After a major GC in the early morning, the safepoint advanced.

| username: dba-kit | Original post link

Curious about how much data was finally cleaned up? You can turn off GC for half a year, and there were no issues…

| username: TiDBer_yangxi | Original post link

Missing a quarter – 900G

| username: TIDB-Learner | Original post link

OP, please explain the background and consequences. Why has GC been turned off for half a year? What needs are being met, and what impact will it have? For example, with so much garbage not being collected, what impact will it have on data and performance?

| username: 友利奈绪 | Original post link

Didn’t quite understand.

| username: 呢莫不爱吃鱼 | Original post link

Is it possible to play like this?

| username: TiDBer_yangxi | Original post link

I forgot to turn it back on after turning it off during data synchronization.

| username: kkpeter | Original post link

I’m also curious, doesn’t this affect performance over such a long time?

| username: 健康的腰间盘 | Original post link

It’s hopeless. Light a few incense sticks and sincerely worship. Maybe the machine spirit will be pleased and it will come back to life.

| username: TiDBer_rvITcue9 | Original post link

The almighty reboot method

| username: Qiuchi | Original post link

That’s awesome, man. So what made you think of it? Is it because it’s getting slower and slower?

| username: 这里介绍不了我 | Original post link

:sweat_smile: Fortunately, GC is working normally.

| username: ziptoam | Original post link

This poses quite a challenge to the automatic recycling mechanism.

| username: zhaokede | Original post link

There are still quite a lot of resources, and GC is only restarted every six months.

| username: zhaokede | Original post link

It is estimated that a single garbage collection will take a long time, especially when the database has a large amount of data and significant data changes.
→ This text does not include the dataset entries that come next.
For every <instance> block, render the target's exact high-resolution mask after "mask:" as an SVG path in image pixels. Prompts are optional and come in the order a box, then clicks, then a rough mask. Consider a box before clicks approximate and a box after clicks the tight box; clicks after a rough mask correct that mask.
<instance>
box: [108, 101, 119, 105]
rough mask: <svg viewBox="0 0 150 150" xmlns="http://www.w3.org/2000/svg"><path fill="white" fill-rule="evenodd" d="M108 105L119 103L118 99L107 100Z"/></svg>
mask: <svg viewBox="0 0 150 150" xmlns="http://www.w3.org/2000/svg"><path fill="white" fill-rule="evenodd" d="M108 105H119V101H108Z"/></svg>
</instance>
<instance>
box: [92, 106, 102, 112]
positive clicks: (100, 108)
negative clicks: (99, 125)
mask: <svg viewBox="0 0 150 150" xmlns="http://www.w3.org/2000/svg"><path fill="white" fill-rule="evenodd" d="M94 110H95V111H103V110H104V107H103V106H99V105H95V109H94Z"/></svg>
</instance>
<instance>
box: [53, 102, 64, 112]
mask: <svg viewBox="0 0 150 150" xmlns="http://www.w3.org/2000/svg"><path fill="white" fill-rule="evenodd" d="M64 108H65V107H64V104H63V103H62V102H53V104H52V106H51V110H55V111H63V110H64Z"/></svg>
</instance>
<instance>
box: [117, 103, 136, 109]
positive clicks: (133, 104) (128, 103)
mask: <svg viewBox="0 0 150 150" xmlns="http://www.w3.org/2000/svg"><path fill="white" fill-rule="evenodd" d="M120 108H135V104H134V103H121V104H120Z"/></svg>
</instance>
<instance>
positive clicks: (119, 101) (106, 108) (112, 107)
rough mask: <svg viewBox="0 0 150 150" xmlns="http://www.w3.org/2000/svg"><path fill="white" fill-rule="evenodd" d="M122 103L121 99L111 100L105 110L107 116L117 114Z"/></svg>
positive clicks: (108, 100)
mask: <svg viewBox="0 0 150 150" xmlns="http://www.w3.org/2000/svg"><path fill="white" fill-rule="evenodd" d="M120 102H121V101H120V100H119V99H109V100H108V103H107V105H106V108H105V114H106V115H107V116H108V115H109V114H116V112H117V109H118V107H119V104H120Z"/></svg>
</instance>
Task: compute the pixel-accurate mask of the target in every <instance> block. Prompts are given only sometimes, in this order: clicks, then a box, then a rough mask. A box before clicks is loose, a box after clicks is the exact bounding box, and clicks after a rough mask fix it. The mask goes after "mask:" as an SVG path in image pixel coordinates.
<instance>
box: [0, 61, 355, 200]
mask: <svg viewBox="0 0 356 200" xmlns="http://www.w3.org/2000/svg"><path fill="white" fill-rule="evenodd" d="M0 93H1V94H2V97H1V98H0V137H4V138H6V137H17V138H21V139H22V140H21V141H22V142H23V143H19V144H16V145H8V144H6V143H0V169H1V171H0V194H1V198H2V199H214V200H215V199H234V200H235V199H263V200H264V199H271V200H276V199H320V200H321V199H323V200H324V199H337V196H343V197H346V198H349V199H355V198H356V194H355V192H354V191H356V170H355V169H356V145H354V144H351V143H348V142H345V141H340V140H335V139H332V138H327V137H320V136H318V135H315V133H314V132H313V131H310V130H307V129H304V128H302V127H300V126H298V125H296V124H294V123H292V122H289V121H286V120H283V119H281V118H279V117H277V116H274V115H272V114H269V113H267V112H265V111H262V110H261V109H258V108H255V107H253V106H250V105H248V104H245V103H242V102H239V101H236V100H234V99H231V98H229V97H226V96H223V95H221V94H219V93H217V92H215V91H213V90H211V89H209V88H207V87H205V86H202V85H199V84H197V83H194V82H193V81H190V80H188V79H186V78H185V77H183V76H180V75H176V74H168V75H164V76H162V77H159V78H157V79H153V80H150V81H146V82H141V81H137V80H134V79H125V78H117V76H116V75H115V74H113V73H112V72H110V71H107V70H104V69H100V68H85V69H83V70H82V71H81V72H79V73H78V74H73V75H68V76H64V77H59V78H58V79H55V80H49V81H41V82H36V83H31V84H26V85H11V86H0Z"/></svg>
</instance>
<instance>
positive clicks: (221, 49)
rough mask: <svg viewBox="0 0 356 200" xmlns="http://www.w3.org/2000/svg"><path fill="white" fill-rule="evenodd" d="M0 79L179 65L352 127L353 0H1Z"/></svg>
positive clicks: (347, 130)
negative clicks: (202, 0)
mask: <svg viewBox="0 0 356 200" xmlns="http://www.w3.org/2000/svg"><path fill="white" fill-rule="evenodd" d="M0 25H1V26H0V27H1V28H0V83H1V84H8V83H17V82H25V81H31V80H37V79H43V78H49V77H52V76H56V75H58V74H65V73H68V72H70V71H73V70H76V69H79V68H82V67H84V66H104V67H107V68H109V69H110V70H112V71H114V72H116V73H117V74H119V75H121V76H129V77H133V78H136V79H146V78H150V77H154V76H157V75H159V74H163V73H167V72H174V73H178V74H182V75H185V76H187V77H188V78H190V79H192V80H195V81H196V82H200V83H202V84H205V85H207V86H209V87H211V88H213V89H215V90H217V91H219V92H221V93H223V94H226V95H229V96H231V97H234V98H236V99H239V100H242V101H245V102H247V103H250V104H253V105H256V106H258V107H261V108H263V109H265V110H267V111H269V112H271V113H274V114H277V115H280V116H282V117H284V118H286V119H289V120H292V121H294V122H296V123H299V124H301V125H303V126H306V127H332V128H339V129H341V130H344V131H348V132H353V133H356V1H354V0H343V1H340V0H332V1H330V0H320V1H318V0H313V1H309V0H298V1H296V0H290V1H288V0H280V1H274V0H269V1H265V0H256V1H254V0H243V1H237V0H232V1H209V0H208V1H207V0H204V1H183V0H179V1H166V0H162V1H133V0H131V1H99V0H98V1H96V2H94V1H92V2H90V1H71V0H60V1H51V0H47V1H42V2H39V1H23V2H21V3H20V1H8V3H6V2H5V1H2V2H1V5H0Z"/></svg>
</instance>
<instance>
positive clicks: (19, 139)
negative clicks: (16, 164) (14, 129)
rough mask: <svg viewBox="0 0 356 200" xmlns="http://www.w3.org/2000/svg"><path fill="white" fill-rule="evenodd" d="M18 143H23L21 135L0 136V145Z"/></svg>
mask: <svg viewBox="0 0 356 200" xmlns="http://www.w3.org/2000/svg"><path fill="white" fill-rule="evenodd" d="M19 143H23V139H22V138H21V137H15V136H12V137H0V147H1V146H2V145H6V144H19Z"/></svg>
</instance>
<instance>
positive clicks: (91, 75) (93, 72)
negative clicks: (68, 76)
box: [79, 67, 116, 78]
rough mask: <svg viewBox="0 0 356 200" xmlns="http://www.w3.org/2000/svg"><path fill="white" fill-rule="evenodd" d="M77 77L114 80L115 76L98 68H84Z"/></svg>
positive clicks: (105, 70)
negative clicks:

| username: 扬仔_tidb | Original post link

From another perspective, TiDB is strong; it took half a year to even notice any slowness.

| username: Kongdom | Original post link

:muscle: I have to say TiDB is indeed stable. We had a TiKV node that was restarted and we forgot to turn off the firewall. As a result, even though the port was inaccessible, it ran normally for several months. We only discovered the issue because the GC backlog became too large.